— Очень может быть, — прошептал Стью. — Думаю, нам лучше вернуться обратно. Около полуночи Альма обычно делает еще раз обход. Что, если она заметит, что нас нет?
«Она обвинит во всем меня, — подумал я. — Кого же еще? Только полуночника Уайткрофта».
Ангус повернулся и поглядел на другие надгробия:
— Можно попробовать вызвать кого-нибудь другого.
— Не думаю, что это хорошая затея, — сказал я. — Стью прав. Пошли обратно.
Но Ангус не обращал на меня внимания.
— А как насчет вот этого? — спросил он и указал на надгробие сэра Джона Ченея.
Как я уже упоминал, Ангус становится очень упрямым, если он что-то вобьет себе в свою шотландскую голову. А в эту ночь он надумал увидеть призрака.
— Бонопарт рассказывал нам про Ченея, — сказал Ангус. — Он был телохранителем Эдуарда какого-то и знаменосцем Генриха VII[28] во время битвы при Босворте.
Стью бросил на меня тревожный взгляд.
— Генриха Седьмого? — попытался я отвлечь Ангуса. — Не его ли нашли мертвым в терновнике?
— Нет, это был Ричард Третий, — сказал он и подошел к саркофагу Ченея. — Ченея называли также Великаном, — произнес он с благоговением в голосе.
— Великаном? — выдохнул Стью. — Почему?
— Ученые измеряли кости его скелета, — ответил Ангус, — и установили, что он был по меньшей мере двух метров росту!
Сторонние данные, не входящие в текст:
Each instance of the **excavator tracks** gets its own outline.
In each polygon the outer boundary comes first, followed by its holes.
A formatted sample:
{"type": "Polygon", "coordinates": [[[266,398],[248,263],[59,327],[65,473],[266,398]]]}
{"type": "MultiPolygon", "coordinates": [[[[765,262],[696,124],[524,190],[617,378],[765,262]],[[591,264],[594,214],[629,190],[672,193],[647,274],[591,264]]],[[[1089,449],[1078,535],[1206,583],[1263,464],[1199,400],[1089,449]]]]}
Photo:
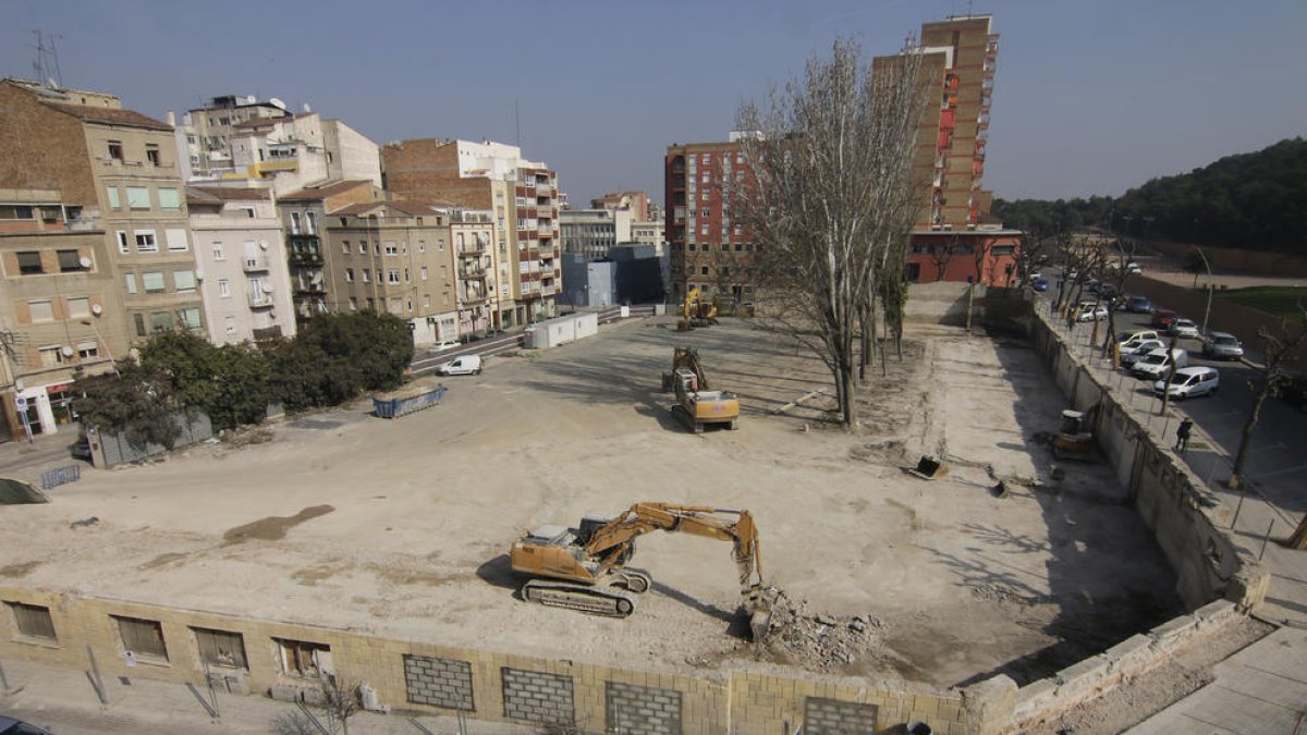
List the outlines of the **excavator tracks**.
{"type": "Polygon", "coordinates": [[[532,579],[521,586],[521,599],[604,617],[627,617],[635,612],[635,596],[614,587],[532,579]]]}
По тем временам это было очень много.
Если ты ростом со Стью, этого много и сегодня.
— Из услышанного я делаю вывод, что с ним совершенно необязательно встречаться! — сказал он и попробовал оттащить Ангуса от саркофага. — Давай, если уж ты непременно хочешь вызвать призрака, позовем кого-нибудь наших габаритов! Бонопарт рассказывал об этом, как его… детском епископе…
Но Ангус оттолкнул его.
— Нет! — сказал он. — Я не хочу абы какого призрака! Это должен быть рыцарь!
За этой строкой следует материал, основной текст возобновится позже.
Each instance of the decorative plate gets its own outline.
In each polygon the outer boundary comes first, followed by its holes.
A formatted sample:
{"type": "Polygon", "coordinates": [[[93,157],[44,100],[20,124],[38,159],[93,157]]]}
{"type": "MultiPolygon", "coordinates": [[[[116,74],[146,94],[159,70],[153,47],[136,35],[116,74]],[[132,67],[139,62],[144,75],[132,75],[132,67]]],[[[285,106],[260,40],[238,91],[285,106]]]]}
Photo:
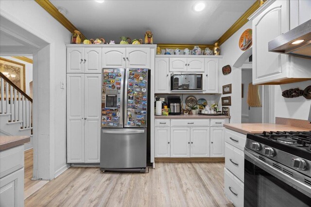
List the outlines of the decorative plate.
{"type": "Polygon", "coordinates": [[[193,96],[189,96],[186,99],[186,104],[189,107],[193,107],[196,105],[196,98],[193,96]]]}
{"type": "Polygon", "coordinates": [[[205,106],[207,105],[207,102],[204,98],[200,98],[198,100],[197,104],[199,106],[204,106],[205,107],[205,106]]]}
Он откашлялся и прижал руки к алебастровой груди Ченея.
— Хмм… Здравствуйте. То есть… лорд Ченей, будьте добры…
— Он придет только в том случае, если ты положишь ему на лоб несколько монет, — раздался голос позади нас.
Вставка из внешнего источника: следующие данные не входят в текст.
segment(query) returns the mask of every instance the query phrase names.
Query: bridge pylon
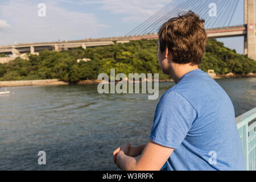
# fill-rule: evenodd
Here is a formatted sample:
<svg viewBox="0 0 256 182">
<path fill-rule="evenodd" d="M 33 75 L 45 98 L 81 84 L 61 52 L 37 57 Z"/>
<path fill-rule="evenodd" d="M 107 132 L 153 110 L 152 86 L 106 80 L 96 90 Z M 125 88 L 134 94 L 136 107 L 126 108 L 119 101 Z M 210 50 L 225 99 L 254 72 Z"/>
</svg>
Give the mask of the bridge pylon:
<svg viewBox="0 0 256 182">
<path fill-rule="evenodd" d="M 245 36 L 243 53 L 256 61 L 255 40 L 255 1 L 244 0 L 244 21 L 247 27 L 247 34 Z"/>
</svg>

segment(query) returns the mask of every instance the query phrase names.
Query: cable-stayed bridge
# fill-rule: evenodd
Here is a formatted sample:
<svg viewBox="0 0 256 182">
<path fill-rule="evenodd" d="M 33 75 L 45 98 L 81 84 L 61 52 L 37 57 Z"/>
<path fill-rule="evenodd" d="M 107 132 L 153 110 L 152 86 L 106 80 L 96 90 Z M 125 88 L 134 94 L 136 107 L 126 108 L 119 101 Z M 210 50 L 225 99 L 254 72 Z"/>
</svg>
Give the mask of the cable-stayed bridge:
<svg viewBox="0 0 256 182">
<path fill-rule="evenodd" d="M 13 57 L 1 57 L 0 63 L 22 56 L 27 53 L 37 53 L 48 49 L 55 51 L 81 46 L 102 46 L 115 43 L 125 43 L 141 39 L 158 38 L 160 26 L 180 13 L 192 10 L 205 20 L 205 27 L 209 38 L 244 36 L 244 55 L 255 59 L 255 1 L 244 1 L 244 24 L 230 26 L 240 0 L 170 0 L 170 2 L 154 15 L 142 22 L 126 36 L 101 39 L 90 39 L 73 41 L 27 43 L 0 46 L 0 53 L 13 55 Z M 241 0 L 240 0 L 241 1 Z"/>
</svg>

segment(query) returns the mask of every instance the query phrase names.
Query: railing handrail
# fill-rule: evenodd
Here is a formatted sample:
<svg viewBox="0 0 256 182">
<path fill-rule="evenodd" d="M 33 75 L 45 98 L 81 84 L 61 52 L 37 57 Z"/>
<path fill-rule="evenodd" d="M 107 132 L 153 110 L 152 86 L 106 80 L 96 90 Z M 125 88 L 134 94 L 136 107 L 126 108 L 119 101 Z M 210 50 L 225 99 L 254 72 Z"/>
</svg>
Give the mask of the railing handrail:
<svg viewBox="0 0 256 182">
<path fill-rule="evenodd" d="M 239 129 L 246 123 L 256 118 L 256 107 L 250 110 L 236 118 L 237 129 Z"/>
</svg>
Ангус и Стью сделались белыми, как алебастровое лицо Ченея, но я голос узнал, и у меня от радости закружилась голова.
Лонгспе стоял рядом со своим саркофагом и мерцал так, будто все свечи в соборе отдали ему свой свет. Никогда раньше я не видел его столь отчетливо. Он излучал счастье, настоящее счастье.
— Ты хотел, чтобы они увидели меня, Йон, не так ли? — спросил он, в то время как Ангус и Стью так широко пораскрывали глаза и рты, словно были чудищами с водостоков[29] на фасаде собора.
— Да, вроде того, — промямлил я. Я был так уверен, что больше никогда его не увижу. Мое сердце тонуло в блаженстве. — Но почему ты все еще здесь?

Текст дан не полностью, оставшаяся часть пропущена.